Didampingi Wakil Ketua Pengkab PERSINAS ASAD Kabupaten Karanganyar, Muhammad Amin dan Pelatih, Chomsan Nur Cholis, S.M. Al-Amaanah Boarding School membawa 50 pesilat dari berbagai kategori, yang rata-rata pelajar kelas 9 SMP.
Menurut Chomsan, salah satu staf pendidik di Al-Amaanah Boarding School yang juga anggota Lembaga Pelatih Pengkab PERSINAS ASAD dan IPSI Kabupaten Karanganyar. Selain silaturrohim latih tanding dengan Pengkab PERSINAS ASAD Kabupaten Sleman ini bertujuan tukar pengalaman teknik tanding dan belajar mengelola sebuah event pertandingan.
“Saya melihat di DIY khususnya PERSINAS ASAD kabupaten Sleman ini banyak mencetak generasi pesilat unggulan, dari berbagai teknik tanding banyak yang kami adopsi,” ungkap Chomsan.
Selain itu Chomsan juga berpendapat Pengkab PERSINAS ASAD Kabupaten Sleman sudah pengalaman menghelat sebuah event. Terbukti dengan event Sembada Cup sudah sampai edisi ke 5, bahkan tahun 2025 ini akan menghelat Sembada Cup yang ke 6.
“Kami juga ingin belajar bagaimana mengelola sebuah event yang baik, karena Pengkab PERSINAS ASAD Kabupaten Karanganyar belum pernah menghelat sebuah event,” tutup Chomsan mengakhiri percakapan.
Sementara pelatih Pengkab PERSINAS ASAD Kabupaten Sleman Abdul Malik mengungkapkan, latih tanding bisa menjadi evaluasi dan tolok ukur kemampuan seorang pesilat. Dengan banyak latih tanding pesilat bisa terus mengasah kemampuan tekniknya sekaligus mengevaluasi kekurangannya.
“Latihan tanpa kompetisi itu hambar, dengan adanya latih tanding ini pelatih bisa melihat progres dari latihan karena latih tanding ini merupakan simulasi langsung sebuah pertandingan,” ucap Malik.

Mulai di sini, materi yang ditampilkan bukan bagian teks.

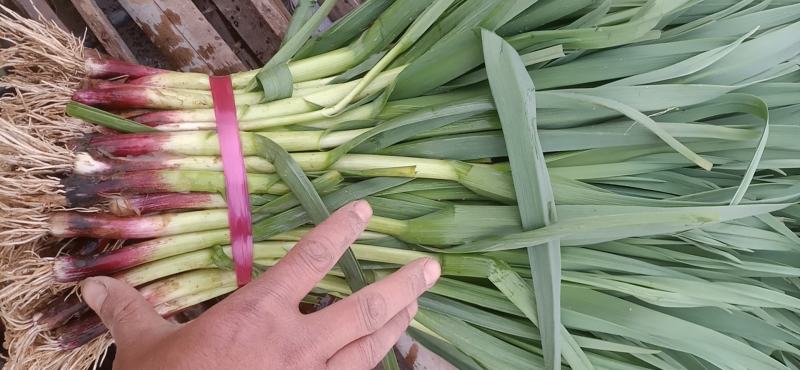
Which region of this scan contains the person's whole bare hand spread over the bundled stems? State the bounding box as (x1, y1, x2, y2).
(81, 201, 441, 370)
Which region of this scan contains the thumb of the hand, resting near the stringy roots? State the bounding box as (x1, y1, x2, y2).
(81, 276, 169, 344)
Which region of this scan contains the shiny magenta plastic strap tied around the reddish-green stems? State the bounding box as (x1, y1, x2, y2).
(209, 76, 253, 286)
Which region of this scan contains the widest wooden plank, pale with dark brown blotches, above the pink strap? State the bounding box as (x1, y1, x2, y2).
(119, 0, 247, 74)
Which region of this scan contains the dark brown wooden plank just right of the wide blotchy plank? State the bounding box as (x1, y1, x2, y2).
(212, 0, 281, 64)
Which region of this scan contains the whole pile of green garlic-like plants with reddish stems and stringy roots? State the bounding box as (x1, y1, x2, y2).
(0, 0, 800, 369)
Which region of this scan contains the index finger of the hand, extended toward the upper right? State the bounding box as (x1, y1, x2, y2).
(246, 200, 372, 306)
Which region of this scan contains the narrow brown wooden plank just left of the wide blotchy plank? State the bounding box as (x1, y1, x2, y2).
(71, 0, 138, 63)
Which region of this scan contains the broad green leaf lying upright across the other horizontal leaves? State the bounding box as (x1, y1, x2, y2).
(481, 29, 561, 369)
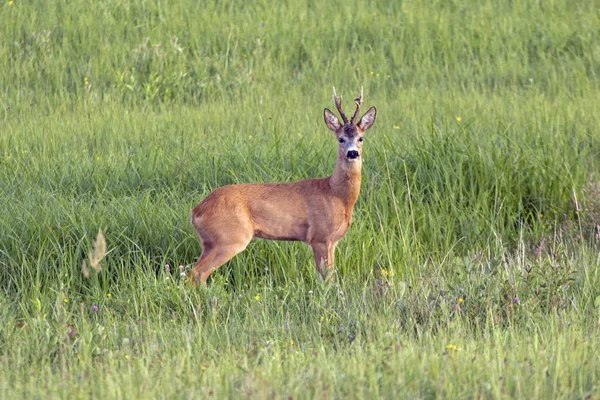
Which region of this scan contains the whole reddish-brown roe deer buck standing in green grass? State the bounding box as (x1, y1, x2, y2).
(191, 87, 377, 284)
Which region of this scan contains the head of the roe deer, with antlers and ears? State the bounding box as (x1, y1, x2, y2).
(324, 86, 377, 164)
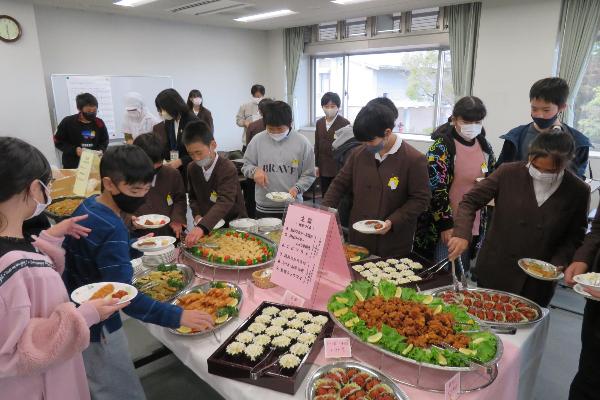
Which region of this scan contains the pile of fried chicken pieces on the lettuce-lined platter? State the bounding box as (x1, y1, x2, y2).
(352, 296, 470, 348)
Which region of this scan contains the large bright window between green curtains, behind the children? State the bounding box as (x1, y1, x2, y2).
(313, 49, 453, 135)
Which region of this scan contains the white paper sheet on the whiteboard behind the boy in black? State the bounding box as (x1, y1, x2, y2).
(67, 76, 117, 139)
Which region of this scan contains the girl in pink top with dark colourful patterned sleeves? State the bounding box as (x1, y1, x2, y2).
(415, 96, 495, 270)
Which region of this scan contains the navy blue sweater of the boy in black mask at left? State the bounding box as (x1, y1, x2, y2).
(63, 196, 182, 342)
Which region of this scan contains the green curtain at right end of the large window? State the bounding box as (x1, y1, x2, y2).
(445, 3, 481, 99)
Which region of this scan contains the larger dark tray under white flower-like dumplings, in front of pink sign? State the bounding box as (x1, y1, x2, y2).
(207, 301, 334, 395)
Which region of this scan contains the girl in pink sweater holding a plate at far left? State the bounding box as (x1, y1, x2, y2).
(0, 137, 127, 400)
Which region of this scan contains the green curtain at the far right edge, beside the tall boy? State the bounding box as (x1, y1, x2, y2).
(558, 0, 600, 124)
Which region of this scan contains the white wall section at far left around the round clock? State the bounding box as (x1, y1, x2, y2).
(0, 0, 57, 164)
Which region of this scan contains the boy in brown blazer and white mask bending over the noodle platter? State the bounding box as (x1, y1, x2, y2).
(183, 121, 246, 246)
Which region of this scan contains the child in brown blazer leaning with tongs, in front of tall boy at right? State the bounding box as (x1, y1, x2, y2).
(448, 130, 590, 307)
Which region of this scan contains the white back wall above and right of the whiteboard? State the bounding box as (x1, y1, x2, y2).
(35, 6, 272, 150)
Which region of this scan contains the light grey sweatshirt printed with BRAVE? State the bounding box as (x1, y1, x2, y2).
(242, 131, 315, 214)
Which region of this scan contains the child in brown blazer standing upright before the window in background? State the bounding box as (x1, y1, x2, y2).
(315, 92, 350, 197)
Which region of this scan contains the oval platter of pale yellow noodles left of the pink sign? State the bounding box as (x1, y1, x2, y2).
(184, 229, 277, 269)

Lebih lanjut Malik berharap agar sering menggelar latih tanding, karena bisa menambah pengalaman dan wawasan bagi pesilat. Dengan bertemu kawan tanding dari daerah lain yang berbeda karakter dan teknik, akan semakin memperkaya pengalaman dan meningkatkan teknik bertandingnya.

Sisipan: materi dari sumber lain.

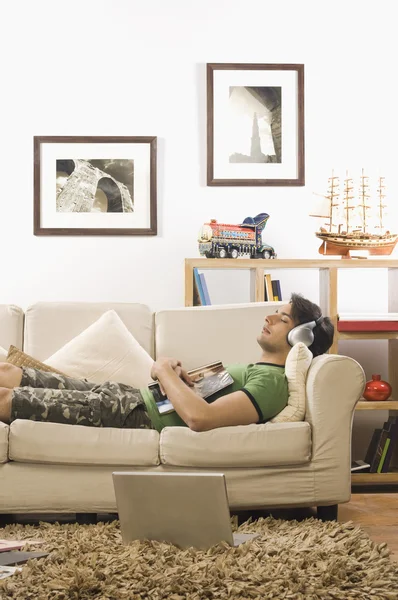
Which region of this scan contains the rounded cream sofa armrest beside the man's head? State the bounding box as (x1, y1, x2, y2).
(305, 354, 366, 499)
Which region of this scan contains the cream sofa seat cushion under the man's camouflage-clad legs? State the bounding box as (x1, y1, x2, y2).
(9, 419, 159, 466)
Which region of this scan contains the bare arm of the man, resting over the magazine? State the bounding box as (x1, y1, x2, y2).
(152, 358, 259, 431)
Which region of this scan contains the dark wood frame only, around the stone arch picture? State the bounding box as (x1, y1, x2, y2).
(33, 136, 157, 235)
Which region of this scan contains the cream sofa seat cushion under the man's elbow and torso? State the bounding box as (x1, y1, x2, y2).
(160, 422, 311, 468)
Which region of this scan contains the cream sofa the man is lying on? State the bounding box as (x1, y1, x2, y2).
(0, 302, 365, 518)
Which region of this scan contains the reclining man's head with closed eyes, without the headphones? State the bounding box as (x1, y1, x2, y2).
(257, 294, 334, 356)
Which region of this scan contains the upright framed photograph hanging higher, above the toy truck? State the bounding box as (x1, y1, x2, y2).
(207, 63, 305, 186)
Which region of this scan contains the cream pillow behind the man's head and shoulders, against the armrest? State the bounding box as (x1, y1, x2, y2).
(270, 342, 312, 423)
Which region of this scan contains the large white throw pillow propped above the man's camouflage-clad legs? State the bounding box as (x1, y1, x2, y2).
(44, 310, 153, 388)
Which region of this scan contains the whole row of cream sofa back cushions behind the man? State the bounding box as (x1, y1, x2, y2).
(0, 302, 284, 369)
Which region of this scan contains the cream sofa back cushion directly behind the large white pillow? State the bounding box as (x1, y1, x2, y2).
(23, 302, 153, 360)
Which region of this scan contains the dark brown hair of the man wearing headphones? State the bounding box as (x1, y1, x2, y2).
(290, 294, 334, 356)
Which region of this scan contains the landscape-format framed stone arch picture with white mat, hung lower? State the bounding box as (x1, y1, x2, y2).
(34, 136, 157, 235)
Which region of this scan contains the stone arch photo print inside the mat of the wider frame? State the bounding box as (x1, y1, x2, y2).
(56, 159, 134, 213)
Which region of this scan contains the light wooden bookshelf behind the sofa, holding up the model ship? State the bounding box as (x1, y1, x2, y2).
(185, 258, 398, 486)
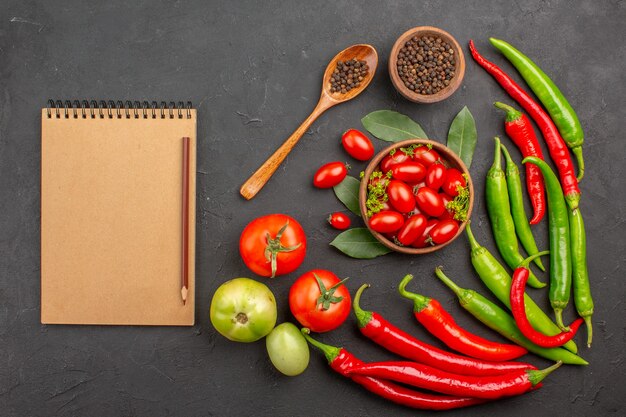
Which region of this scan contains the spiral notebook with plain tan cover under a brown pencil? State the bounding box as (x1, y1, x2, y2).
(41, 101, 196, 325)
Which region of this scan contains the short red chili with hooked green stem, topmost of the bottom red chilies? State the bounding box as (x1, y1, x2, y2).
(394, 274, 528, 361)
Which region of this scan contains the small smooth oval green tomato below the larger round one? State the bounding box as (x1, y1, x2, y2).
(265, 323, 309, 376)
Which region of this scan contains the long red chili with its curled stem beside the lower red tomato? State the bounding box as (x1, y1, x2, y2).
(352, 287, 537, 376)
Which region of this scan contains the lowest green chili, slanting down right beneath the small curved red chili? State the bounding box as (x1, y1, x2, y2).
(435, 267, 588, 365)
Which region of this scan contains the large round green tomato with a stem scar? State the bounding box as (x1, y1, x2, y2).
(211, 278, 276, 342)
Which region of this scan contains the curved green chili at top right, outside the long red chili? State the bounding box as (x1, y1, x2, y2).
(489, 38, 585, 181)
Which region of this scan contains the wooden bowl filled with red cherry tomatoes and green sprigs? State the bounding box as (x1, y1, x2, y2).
(359, 139, 474, 254)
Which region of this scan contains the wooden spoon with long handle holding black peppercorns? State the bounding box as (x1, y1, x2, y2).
(239, 45, 378, 200)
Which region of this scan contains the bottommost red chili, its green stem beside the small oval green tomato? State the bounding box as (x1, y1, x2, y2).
(302, 329, 485, 410)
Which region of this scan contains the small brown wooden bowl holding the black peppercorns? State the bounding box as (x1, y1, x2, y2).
(389, 26, 465, 103)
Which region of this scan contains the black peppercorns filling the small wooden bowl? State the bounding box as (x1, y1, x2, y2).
(397, 36, 456, 95)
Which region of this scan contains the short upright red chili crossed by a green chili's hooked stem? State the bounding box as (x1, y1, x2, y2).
(493, 101, 546, 224)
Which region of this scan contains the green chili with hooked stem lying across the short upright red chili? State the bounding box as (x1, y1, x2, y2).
(522, 156, 572, 330)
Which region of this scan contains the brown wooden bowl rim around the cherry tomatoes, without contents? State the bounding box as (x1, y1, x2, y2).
(359, 139, 474, 255)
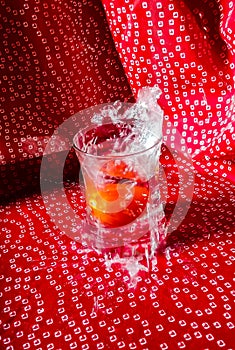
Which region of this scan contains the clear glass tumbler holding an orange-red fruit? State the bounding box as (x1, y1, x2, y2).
(73, 113, 164, 248)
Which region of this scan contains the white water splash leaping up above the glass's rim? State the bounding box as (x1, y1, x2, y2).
(90, 85, 163, 154)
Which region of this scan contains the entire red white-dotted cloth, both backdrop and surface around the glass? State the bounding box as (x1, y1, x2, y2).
(0, 0, 235, 350)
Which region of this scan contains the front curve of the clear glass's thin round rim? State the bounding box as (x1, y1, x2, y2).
(73, 125, 162, 159)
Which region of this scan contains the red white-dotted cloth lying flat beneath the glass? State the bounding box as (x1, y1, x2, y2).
(0, 176, 235, 350)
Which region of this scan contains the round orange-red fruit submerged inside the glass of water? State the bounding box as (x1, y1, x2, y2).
(89, 160, 149, 228)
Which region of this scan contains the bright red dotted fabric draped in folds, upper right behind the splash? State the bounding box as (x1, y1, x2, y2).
(103, 0, 235, 172)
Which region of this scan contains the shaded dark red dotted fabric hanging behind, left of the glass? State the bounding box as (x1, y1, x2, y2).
(0, 1, 132, 198)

“Dengan kedatangan kawan tanding dari luar daerah, yang tentu saja dengan karakter dan metode latihan yang berbeda, pesilat bisa belajar banyak hal dan bisa menambah motivasi,” lanjut Malik.
Menutup rangkaian acara latih tanding Ketua Pengkab PERSINAS ASAD Kabupaten Sleman, H. Nur Ridho, S.Pd., memberikan apresiasi kepada seluruh pengurus, perangkat pertandingan dan tentunya seluruh pesilat yang sudah berpartisipasi dalam acara latih tanding.
Kepada pesilat Nur Ridho berpesan dari acara latih tanding ini bisa memetik manfaatnya untuk terus meningkatkan kemampuan dan berbudi pekerti yang luhur. Karena dengan berbudi pekerti yang luhur hubungan antar perguruan pencak silat akan harmonis.
“Jadikan latih tanding ini sebagai motivasi untuk terus meningkatkan kemampuan tanding, jaga sikap yang baik dalam pertandingan. Kalah dan menang merupakan hal biasa dalam pertandingan karena yang terpenting tetap menjaga kerukunan dan kekompakan, tunjukkan pesilat PERSINAS ASAD yang berjiwa besar dan berkarakter luhur,” pungkas Nur Ridho.